I hear my daughter’s panicked questions coming from the
other room.
“What happened? Why did you do this? You’ve got to put it
back!”
Rolling my eyes and laying down my laptop, I get up and go
into the kitchen, knowing what the problem is before I even walk into the room.
There I see my 16 year-old daughter standing with all the kitchen cabinet doors
flung open. The bewildered look on her face and the hands flailing about her
head, tell me she is not happy with what she sees.
When she notices that she has my attention, the shrills
begin again, “What have you done? This is no good, no good at all! You can’t
keep changing the cabinets. The cups don’t go near the plastic bowls, and all
the plates are suppose to be on the same shelf! Please tell me you haven’t
changed the stuff in the drawers. Aagh! You moved the silverware! Change it
back! Change it back!”
Oh, brother, I think to myself, and then reassuring her I
say, “It’s fine. I just moved around some things to make it more convenient for
me.” Rolling her eyes, she takes her Oreo and leaves the room. This is a
familiar episode we go through any time I decide to rearrange the cabinets, or
the furniture, or if I turn the kitchen table in a different direction. My kids
act like I have committed some heinous crime. What’s that about?
Is their childhood so unstable that they have to hold on to
every steady fixture or utensil that has ever crossed their paths? I don’t
believe it is. We have lived in the same place for 25 years, we’ve been going
to the same church for 10 years, their Dad has had the same job for 35 years,
and they’ve attended home school all of their life with me, their stay-at-home
mom, as their teacher. How much more steady could their lives be?
Regardless, this is my kitchen; I do all of the cooking and
most of the cleaning. The only time my kids like to come into the kitchen is
when I am fixing them something to eat and they are waiting on me to fill their
plates.
I used to be more sympathetic. I didn’t want to damage them
in some way that would cause them to fail in life. But now seven of my nine
kids are grown, and I decided it really doesn’t matter how careful you are with
their psyche, they all turn out a little screwy anyway. (hee, hee... oh wait,
maybe I am the problem)
I’m just kidding on that point. I know that parents are
responsible for some of their children’s idiosyncrasies (hopefully, we are
their biggest influence, after all). And I think it’s obvious to this
self-proclaimed doctor of psychology, that children are affected by change. However,
when that change is done in my domain, they need to be able to accept it.

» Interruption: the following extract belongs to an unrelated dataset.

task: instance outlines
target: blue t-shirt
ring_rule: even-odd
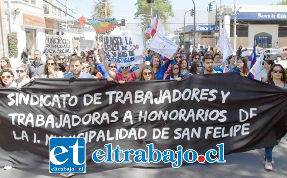
[[[249,72],[249,71],[248,71],[248,72]],[[238,69],[236,69],[235,70],[235,71],[234,70],[233,70],[233,69],[230,69],[228,72],[238,72],[238,73],[239,73],[241,72],[240,71],[240,70],[239,70]],[[250,79],[253,79],[252,74],[250,72],[248,72],[248,74],[247,76],[247,77],[249,78]]]
[[[80,79],[95,79],[95,77],[92,75],[87,74],[83,71],[82,72],[83,72],[83,75],[80,78]],[[74,74],[70,73],[65,75],[64,79],[76,79],[76,77],[74,76]]]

I do not go into their bedrooms and make them change them to
suit me. There are some requirements of keeping a half-decent room, but other
than that, they are free to arrange and rearrange their rooms any way they
would like.
Maybe I should inform them that if they want to help more in
the kitchen, then I would allow them to have an input into the way it’s
arranged or not rearranged. But since that’s not going to happen, I will
continue to move things around the way I like them. And I’m sure they will
continue to complain about where things are…or aren’t.